Token / Tokenization

Tokenization is the process of splitting text into smaller units called tokens, which are the basic input elements for language models.

Tokenization is a fundamental preprocessing step in natural language processing (NLP) that converts raw text into a sequence of tokens. Tokens can be words, subwords, characters, or even byte pairs, depending on the tokenization algorithm used. Common methods include Byte-Pair Encoding (BPE), WordPiece, and SentencePiece, each designed to balance vocabulary size and representation efficiency. The choice of tokenizer significantly affects how a model interprets and generates language, as it determines the granularity of linguistic units the model can process.

For example, the sentence “I love AI!” might be tokenized into [“I”, “love”, “AI”, ”!”] by a word-level tokenizer, or into [“I”, “lov”, “e”, “AI”, ”!”] by a subword tokenizer. Subword tokenization is particularly useful for handling out-of-vocabulary words and morphologically rich languages, as it can represent rare or unseen words by combining known subword units. Tokenization also involves assigning each token a unique numerical ID from a predefined vocabulary, which is then fed into the model’s embedding layer.

Modern large language models (LLMs) like GPT and BERT use subword tokenization to achieve a balance between vocabulary size and coverage. The tokenizer is typically trained on a large corpus to learn the most frequent subword units, and it remains fixed during model training and inference. Understanding tokenization is crucial for debugging model behavior, as token boundaries can affect how the model interprets punctuation, capitalization, and compound words. Additionally, token count directly impacts computational cost, as models have a maximum context window measured in tokens.

Why it matters

Tokenization directly influences model performance, vocabulary size, and computational efficiency. A well-designed tokenizer reduces the number of tokens needed to represent text, enabling longer context windows and faster processing. It also affects how models handle rare words, multilingual text, and domain-specific terminology. Practitioners must consider tokenization when optimizing input length, fine-tuning models, or deploying systems with limited memory, as token count is a key factor in API pricing and latency.

FAQ

How does tokenization work?

Tokenization works by applying a predefined algorithm to split text into tokens.

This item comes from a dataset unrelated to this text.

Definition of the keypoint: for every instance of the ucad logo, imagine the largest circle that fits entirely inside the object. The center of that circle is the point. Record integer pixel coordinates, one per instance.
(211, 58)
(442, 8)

For subword methods like BPE, the algorithm iteratively merges the most frequent character pairs in a training corpus to create a vocabulary of subword units. During inference, the tokenizer matches the input text against this vocabulary, splitting unknown words into smaller known pieces.

What is the difference between word-level and subword tokenization?

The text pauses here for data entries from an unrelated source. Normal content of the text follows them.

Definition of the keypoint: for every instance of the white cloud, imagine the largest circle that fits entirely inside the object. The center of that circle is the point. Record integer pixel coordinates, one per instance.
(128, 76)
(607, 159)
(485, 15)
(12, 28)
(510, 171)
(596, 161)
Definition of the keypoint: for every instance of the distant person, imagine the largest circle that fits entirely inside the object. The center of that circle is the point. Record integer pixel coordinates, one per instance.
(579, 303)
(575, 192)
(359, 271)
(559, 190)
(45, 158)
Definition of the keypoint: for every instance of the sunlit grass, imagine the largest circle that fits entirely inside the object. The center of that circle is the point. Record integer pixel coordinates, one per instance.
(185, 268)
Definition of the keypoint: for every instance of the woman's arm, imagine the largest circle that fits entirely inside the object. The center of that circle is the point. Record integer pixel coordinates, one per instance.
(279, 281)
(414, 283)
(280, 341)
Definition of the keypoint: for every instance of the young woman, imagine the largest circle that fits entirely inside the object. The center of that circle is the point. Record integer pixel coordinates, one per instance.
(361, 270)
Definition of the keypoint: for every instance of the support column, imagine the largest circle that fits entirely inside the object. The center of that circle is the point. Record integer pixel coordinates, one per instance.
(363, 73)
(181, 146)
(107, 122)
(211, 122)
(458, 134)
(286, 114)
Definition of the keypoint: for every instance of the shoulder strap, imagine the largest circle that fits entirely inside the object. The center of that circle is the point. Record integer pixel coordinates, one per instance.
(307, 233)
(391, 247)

Word-level tokenization splits text into whole words, resulting in a large vocabulary and poor handling of rare or compound words. Subword tokenization breaks words into smaller units like prefixes, suffixes, or character groups, allowing a smaller vocabulary and better coverage of unseen words. Subword methods are preferred in modern LLMs for their efficiency and flexibility.

How does token count affect model usage?

Token count determines the computational cost and context window of a model. Models have a maximum token limit (e.g., 4096 tokens for GPT-3.5), and exceeding it truncates input or requires chunking. API pricing is often per token, so longer token sequences increase cost. Efficient tokenization reduces token count, saving resources and enabling longer conversations or documents.